Tangentially, it's completely unclear to me why god is able to predict the bandit's deterministic plans, but unable to predict the outcome of the bandit's pseudo random number generator. It seems to me that if god can predict the outcome of `com.bandit.Strategy.predict()`

, then god should also be able to predict the outcome of `java.util.Random.nextDouble`

.

# A poor model of the world

Fundamentally the adversarial bandit is a thought experiment. Many other bandit algorithms, for example UCB1 and the Bayesian Bandit, come with strong assumptions - a typical assumption is that the conversion rate of each variant does not change with time. That's a very unrealistic assumption.

So in order to build a better model, some math lovers decided to come up with the weakest assumption they could think of that would still get results. The adversarial bandit is the result of that process. But the adversarial bandit models an adversarial world - this is very different from an *indifferent* world where the outcome of each slot machine varies with time.

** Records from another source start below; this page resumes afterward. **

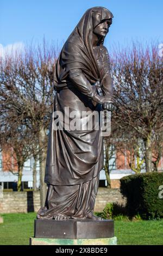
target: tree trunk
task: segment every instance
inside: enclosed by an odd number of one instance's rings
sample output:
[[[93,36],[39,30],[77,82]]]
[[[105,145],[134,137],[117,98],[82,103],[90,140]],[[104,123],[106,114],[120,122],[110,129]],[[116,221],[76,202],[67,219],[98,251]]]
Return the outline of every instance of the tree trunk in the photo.
[[[105,161],[104,161],[104,170],[105,170],[105,175],[106,175],[106,181],[107,181],[107,187],[108,188],[110,188],[111,187],[111,182],[110,182],[110,175],[109,175],[109,146],[107,145],[107,142],[104,141],[104,150],[105,150]]]
[[[149,133],[147,138],[145,140],[145,161],[146,169],[147,173],[152,171],[152,136],[151,133]]]
[[[45,139],[46,136],[44,129],[42,127],[40,132],[40,185],[41,207],[45,205],[47,193],[47,185],[44,182],[46,157],[46,150],[45,149]]]
[[[37,190],[36,187],[36,175],[37,175],[37,171],[36,171],[36,165],[37,165],[37,157],[34,157],[34,163],[33,167],[33,189],[34,191]]]
[[[22,178],[23,175],[23,166],[18,164],[18,181],[17,181],[17,191],[21,191],[22,187]]]

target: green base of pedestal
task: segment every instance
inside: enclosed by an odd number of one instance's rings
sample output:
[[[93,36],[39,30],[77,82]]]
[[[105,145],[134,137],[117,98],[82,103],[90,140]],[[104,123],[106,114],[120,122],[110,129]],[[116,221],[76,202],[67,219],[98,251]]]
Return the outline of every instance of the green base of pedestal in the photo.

In an adversarial world, people will stop clicking on ads about beanie babies just to spite me - in an indifferent world, they will stop clicking on them simply because they have fallen out of favor.

In an adversarial world, using a deterministic algorithm will actually *change the world*. In an indifferent world, it will not. A bandit algorithm in an indifferent world is a statistics problem - your goal is to describe the world with a probability distribution and make decisions based on the result. In an adversarial world it's a game theory problem.

The fact that Bayesian Statistics don't apply to deterministic game theory does not make game theory a problem of frequentist statistics - it just means there are areas of math that are not statistics at all.